Nous aurons donc le même comportement que lorsque la candidature de Wade a été validée par le Conseil constitutionnel, c’est-à-dire, régler le contentieux dans les urnes. C’est d’ailleurs cette démarche responsable de notre Peuple qui a permis l’élection de Macky Sall le 25 mars 2012.
C’est pour toutes ces raisons invoquées précédemment que je considère que le mouvement Y’en à marre risque d’engager un combat, une lutte de trop, car il n’est point garanti que les Sénégalais veuillent bien se mobiliser pour faire face à un «wax waxet» présidentiel qui en réalité ne changerait pas grandchose dans leur recherche de dépense quotidienne.

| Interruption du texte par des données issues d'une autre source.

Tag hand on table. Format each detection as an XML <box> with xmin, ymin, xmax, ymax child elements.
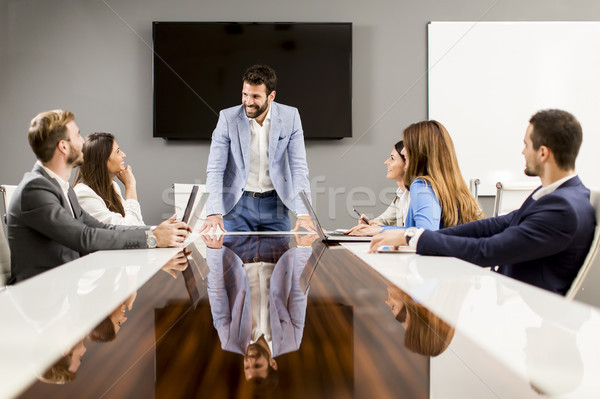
<box><xmin>368</xmin><ymin>230</ymin><xmax>407</xmax><ymax>253</ymax></box>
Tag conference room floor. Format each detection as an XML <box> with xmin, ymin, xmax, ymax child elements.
<box><xmin>3</xmin><ymin>233</ymin><xmax>600</xmax><ymax>398</ymax></box>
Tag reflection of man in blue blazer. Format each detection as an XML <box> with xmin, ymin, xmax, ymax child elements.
<box><xmin>371</xmin><ymin>109</ymin><xmax>596</xmax><ymax>295</ymax></box>
<box><xmin>201</xmin><ymin>65</ymin><xmax>313</xmax><ymax>233</ymax></box>
<box><xmin>206</xmin><ymin>235</ymin><xmax>311</xmax><ymax>381</ymax></box>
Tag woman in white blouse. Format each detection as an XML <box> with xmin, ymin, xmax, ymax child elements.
<box><xmin>346</xmin><ymin>140</ymin><xmax>410</xmax><ymax>236</ymax></box>
<box><xmin>73</xmin><ymin>133</ymin><xmax>144</xmax><ymax>225</ymax></box>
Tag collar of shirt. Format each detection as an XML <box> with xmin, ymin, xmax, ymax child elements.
<box><xmin>532</xmin><ymin>174</ymin><xmax>577</xmax><ymax>200</ymax></box>
<box><xmin>37</xmin><ymin>160</ymin><xmax>71</xmax><ymax>193</ymax></box>
<box><xmin>396</xmin><ymin>187</ymin><xmax>407</xmax><ymax>197</ymax></box>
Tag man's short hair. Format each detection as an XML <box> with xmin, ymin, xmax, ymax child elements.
<box><xmin>529</xmin><ymin>109</ymin><xmax>582</xmax><ymax>170</ymax></box>
<box><xmin>28</xmin><ymin>109</ymin><xmax>75</xmax><ymax>162</ymax></box>
<box><xmin>38</xmin><ymin>355</ymin><xmax>76</xmax><ymax>384</ymax></box>
<box><xmin>242</xmin><ymin>65</ymin><xmax>277</xmax><ymax>95</ymax></box>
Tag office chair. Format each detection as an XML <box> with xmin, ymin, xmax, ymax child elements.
<box><xmin>565</xmin><ymin>188</ymin><xmax>600</xmax><ymax>304</ymax></box>
<box><xmin>1</xmin><ymin>185</ymin><xmax>17</xmax><ymax>228</ymax></box>
<box><xmin>469</xmin><ymin>179</ymin><xmax>480</xmax><ymax>198</ymax></box>
<box><xmin>0</xmin><ymin>224</ymin><xmax>9</xmax><ymax>286</ymax></box>
<box><xmin>492</xmin><ymin>182</ymin><xmax>537</xmax><ymax>217</ymax></box>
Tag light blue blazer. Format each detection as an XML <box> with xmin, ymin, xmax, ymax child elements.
<box><xmin>205</xmin><ymin>102</ymin><xmax>311</xmax><ymax>216</ymax></box>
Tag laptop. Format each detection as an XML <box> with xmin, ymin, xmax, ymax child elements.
<box><xmin>299</xmin><ymin>190</ymin><xmax>372</xmax><ymax>242</ymax></box>
<box><xmin>180</xmin><ymin>186</ymin><xmax>209</xmax><ymax>230</ymax></box>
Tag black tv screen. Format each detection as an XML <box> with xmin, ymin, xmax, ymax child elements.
<box><xmin>152</xmin><ymin>22</ymin><xmax>352</xmax><ymax>140</ymax></box>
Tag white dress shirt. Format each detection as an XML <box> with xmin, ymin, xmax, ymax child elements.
<box><xmin>244</xmin><ymin>106</ymin><xmax>275</xmax><ymax>193</ymax></box>
<box><xmin>74</xmin><ymin>181</ymin><xmax>144</xmax><ymax>226</ymax></box>
<box><xmin>246</xmin><ymin>261</ymin><xmax>275</xmax><ymax>354</ymax></box>
<box><xmin>38</xmin><ymin>161</ymin><xmax>74</xmax><ymax>217</ymax></box>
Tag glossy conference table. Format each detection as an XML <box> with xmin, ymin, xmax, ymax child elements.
<box><xmin>1</xmin><ymin>232</ymin><xmax>600</xmax><ymax>398</ymax></box>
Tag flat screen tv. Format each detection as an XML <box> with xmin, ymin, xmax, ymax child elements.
<box><xmin>152</xmin><ymin>22</ymin><xmax>352</xmax><ymax>140</ymax></box>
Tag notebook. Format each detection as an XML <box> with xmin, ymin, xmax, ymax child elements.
<box><xmin>299</xmin><ymin>190</ymin><xmax>372</xmax><ymax>242</ymax></box>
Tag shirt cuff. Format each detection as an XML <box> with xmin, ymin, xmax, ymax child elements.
<box><xmin>408</xmin><ymin>228</ymin><xmax>425</xmax><ymax>249</ymax></box>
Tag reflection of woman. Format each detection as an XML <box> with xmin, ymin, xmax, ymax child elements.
<box><xmin>39</xmin><ymin>340</ymin><xmax>86</xmax><ymax>384</ymax></box>
<box><xmin>346</xmin><ymin>141</ymin><xmax>410</xmax><ymax>236</ymax></box>
<box><xmin>74</xmin><ymin>132</ymin><xmax>144</xmax><ymax>225</ymax></box>
<box><xmin>351</xmin><ymin>121</ymin><xmax>481</xmax><ymax>237</ymax></box>
<box><xmin>88</xmin><ymin>292</ymin><xmax>137</xmax><ymax>342</ymax></box>
<box><xmin>385</xmin><ymin>285</ymin><xmax>454</xmax><ymax>357</ymax></box>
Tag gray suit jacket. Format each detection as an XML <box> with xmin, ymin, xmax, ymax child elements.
<box><xmin>7</xmin><ymin>164</ymin><xmax>148</xmax><ymax>283</ymax></box>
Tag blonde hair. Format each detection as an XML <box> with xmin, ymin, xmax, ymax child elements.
<box><xmin>403</xmin><ymin>120</ymin><xmax>482</xmax><ymax>227</ymax></box>
<box><xmin>28</xmin><ymin>109</ymin><xmax>75</xmax><ymax>162</ymax></box>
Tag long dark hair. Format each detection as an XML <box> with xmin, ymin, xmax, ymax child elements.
<box><xmin>74</xmin><ymin>132</ymin><xmax>125</xmax><ymax>216</ymax></box>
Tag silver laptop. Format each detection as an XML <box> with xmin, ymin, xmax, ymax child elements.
<box><xmin>299</xmin><ymin>190</ymin><xmax>372</xmax><ymax>242</ymax></box>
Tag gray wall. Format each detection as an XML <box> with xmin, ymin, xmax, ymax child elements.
<box><xmin>1</xmin><ymin>0</ymin><xmax>599</xmax><ymax>227</ymax></box>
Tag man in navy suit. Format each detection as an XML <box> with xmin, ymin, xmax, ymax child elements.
<box><xmin>370</xmin><ymin>109</ymin><xmax>596</xmax><ymax>295</ymax></box>
<box><xmin>200</xmin><ymin>65</ymin><xmax>313</xmax><ymax>233</ymax></box>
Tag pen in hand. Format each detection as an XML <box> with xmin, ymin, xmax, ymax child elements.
<box><xmin>353</xmin><ymin>208</ymin><xmax>370</xmax><ymax>225</ymax></box>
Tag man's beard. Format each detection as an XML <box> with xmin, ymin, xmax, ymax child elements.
<box><xmin>524</xmin><ymin>164</ymin><xmax>539</xmax><ymax>177</ymax></box>
<box><xmin>67</xmin><ymin>147</ymin><xmax>83</xmax><ymax>167</ymax></box>
<box><xmin>244</xmin><ymin>101</ymin><xmax>268</xmax><ymax>119</ymax></box>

Notre Président serait-il si impopulaire auprès de nos compatriotes au point que ces derniers trouveraient les 7 ans trop longs ?
Loin d’inciter à un «wax waxet», mais la promesse présidentielle sur la réduction du chômage des jeunes et du coût de la vie est à mon sens aussi, sinon plus important qu’une réduction de mandat.

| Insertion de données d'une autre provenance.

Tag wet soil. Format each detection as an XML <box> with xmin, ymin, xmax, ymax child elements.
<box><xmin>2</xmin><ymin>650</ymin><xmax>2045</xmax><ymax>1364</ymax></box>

Oui, je préfère qu’on engage nos ardeurs à la recherche de l’amélioration des conditions de vie de nos concitoyens vivant dans le Sénégal profond. Cette cause mériterait plusieurs 23 juin, quand on sait que certains font des dizaines de kilomètres pour avoir 1litre d’eau potable ou pour trouver un poste de santé, afin de se soigner.
Le Président François Hollande avait parmi ses promesses l’instauration du droit de vote aux élections locales pour les étrangers non communautaires. Cette promesse n’a pas été tenue, et ce n’est pas dans la rue que les électeurs règlent ce contentieux, mais dans les urnes.
Macky Sall sera jugé sur son bilan (promesses tenues et non tenues).
Il est donc nécessaire pour nos amis d’analyser très finement les sujets mobilisateurs de masse avant de se lancer dans une «résistance» sans lendemain. Ce serait très dommage pour l’avenir de ce mouvement et du rôle attendu de lui dans la marche démocratique de notre pays. Il faut surtout éviter le grand syndrome du «ya wara wax (jëf) ya nu saf...». Il y a un vrai risque de discrédit pour ce beau mouvement. Il faut tout simplement éviter d’être classés parmi les politiciens encagoulés qui se cachent derrière le générique de société civile.
Nous savons tous que l’affaire dite Lamine Diack n’a pas fini de jeter le trouble sur l’indépendance et la probité de Y’en à marre. Que les accusations soient vraies ou fausses, le doute subsiste déjà dans certaines têtes.
Alors mes chers amis, avant de vous lancer dans la défense du «Pacta sunt servanda», je vous invite à toujours analyser et comprendre les facteurs mobilisateurs, et savoir le pourquoi un Peuple se mobilise-t-il. C’est une question essentielle.
Une société civile se doit de toujours très bien cerner les enjeux d’une mobilisation avant de s’engager dans une confrontation (sociale). Si les enjeux ne sont pas essentiels pour celui qu’on est censé représenter, il est vain d’engager un rapport de force.